Michael Jordan n’en revient pas. Les yeux ronds, il détaille son adversaire : environ trois cents kilos, trois mètres de haut et une mâchoire à avaler un autocar de touristes hollandais. Est-il VRAIMENT en train de jouer au basket ?

Oui. Mais contre des toons. Vous vous souvenez, ces personnages de dessins animés des “fifties” - Bugs Bunny, Daffy Duck, Elmer Fudge et plein d’autres - envoyés de force à la retraite, honteusement relégués aux oubliettes par des programmateurs plus prompts à dégainer du Dragon Ball Z et autres japoniaiseries que des stars sur le retour ? Jusqu’à ce qu’un certain Roger Rabbit leur offre un “come-back” en force il y a dix ans.

Depuis, les “toons” ont subi un bain de jouvence. Ils se sont offert une progéniture digne d’eux (les excellents “Tiny Toons”) et ils ont finalement décidé de rempiler. Et comme la modestie ne les étouffe pas vraiment, ils ont opéré eux-même le casting des seconds rôles : les humains. En puisant dans le gratin. Celui des grandes stars de l’Amérique moderne. C’est ainsi que Michael Jordan se retrouve face à son pire cauchemar.

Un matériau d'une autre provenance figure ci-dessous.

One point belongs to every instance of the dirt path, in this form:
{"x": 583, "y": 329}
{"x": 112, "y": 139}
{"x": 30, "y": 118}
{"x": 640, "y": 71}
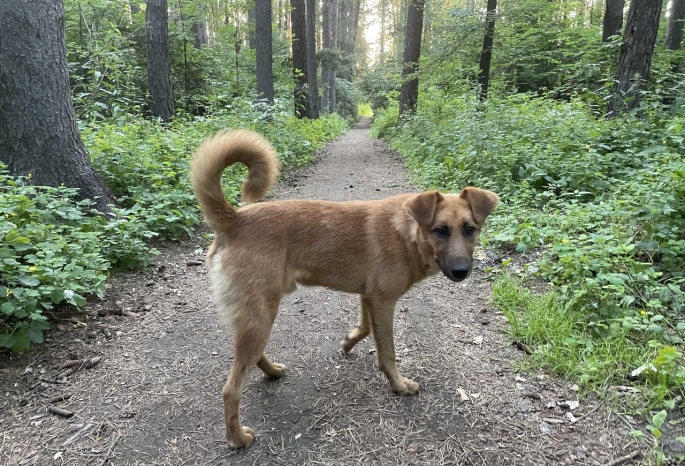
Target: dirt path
{"x": 155, "y": 396}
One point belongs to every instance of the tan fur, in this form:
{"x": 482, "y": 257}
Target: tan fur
{"x": 377, "y": 249}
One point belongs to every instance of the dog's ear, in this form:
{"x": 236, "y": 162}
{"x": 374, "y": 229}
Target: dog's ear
{"x": 423, "y": 207}
{"x": 481, "y": 201}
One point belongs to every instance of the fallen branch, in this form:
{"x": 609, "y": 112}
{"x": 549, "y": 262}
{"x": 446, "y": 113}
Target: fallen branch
{"x": 523, "y": 347}
{"x": 108, "y": 455}
{"x": 60, "y": 411}
{"x": 623, "y": 459}
{"x": 58, "y": 398}
{"x": 77, "y": 435}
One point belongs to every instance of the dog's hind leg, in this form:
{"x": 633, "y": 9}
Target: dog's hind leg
{"x": 275, "y": 370}
{"x": 381, "y": 315}
{"x": 360, "y": 332}
{"x": 252, "y": 328}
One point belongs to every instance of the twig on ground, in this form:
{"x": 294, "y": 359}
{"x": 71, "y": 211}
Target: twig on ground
{"x": 523, "y": 347}
{"x": 623, "y": 459}
{"x": 60, "y": 411}
{"x": 77, "y": 435}
{"x": 115, "y": 439}
{"x": 586, "y": 415}
{"x": 55, "y": 399}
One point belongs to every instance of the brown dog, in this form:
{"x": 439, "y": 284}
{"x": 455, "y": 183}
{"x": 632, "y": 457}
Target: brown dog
{"x": 377, "y": 249}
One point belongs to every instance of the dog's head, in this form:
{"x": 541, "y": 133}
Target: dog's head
{"x": 450, "y": 224}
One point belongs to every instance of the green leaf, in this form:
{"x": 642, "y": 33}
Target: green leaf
{"x": 28, "y": 281}
{"x": 74, "y": 298}
{"x": 659, "y": 418}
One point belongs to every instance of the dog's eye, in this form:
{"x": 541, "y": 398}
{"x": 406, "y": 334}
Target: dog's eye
{"x": 441, "y": 232}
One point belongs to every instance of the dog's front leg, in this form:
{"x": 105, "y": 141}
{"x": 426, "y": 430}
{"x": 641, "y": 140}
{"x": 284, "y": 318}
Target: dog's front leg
{"x": 381, "y": 314}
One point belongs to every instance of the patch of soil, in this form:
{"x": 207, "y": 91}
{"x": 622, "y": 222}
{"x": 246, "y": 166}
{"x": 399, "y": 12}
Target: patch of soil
{"x": 154, "y": 396}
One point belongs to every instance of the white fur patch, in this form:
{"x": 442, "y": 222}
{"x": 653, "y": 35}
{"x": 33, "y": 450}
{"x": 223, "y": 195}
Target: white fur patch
{"x": 225, "y": 293}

Ah, ça rira, ça rira, ça rira...

Flash-back. Il était une fois les Nerdlucks. Sur leur lointaine planète, on s’embêtait ferme. Rien de tel pour s’offrir une tranche de bonne rigolade que d’envahir le pays des Toons, d’enchaîner toutes les vedettes des dessins animés et de les ramener de force à la maison pour animer les parcs d’attractions.

Mais vous connaissez les Toons. Pas serviables pour un sou. Chicaneurs. D’où défi et combat dans l’une des arênes des temps modernes : un terrain de basket. Mauvais joueurs, les Nerdlucks volent le talent des grands joueurs de la NBA et ont donc toutes les chances de ramener leurs esclaves zygomatiques au bercail. C’est compter sans le pouvoir de persuasion des Toons, qui vont réussir à convaincre Michael Jordan de se joindre à eux.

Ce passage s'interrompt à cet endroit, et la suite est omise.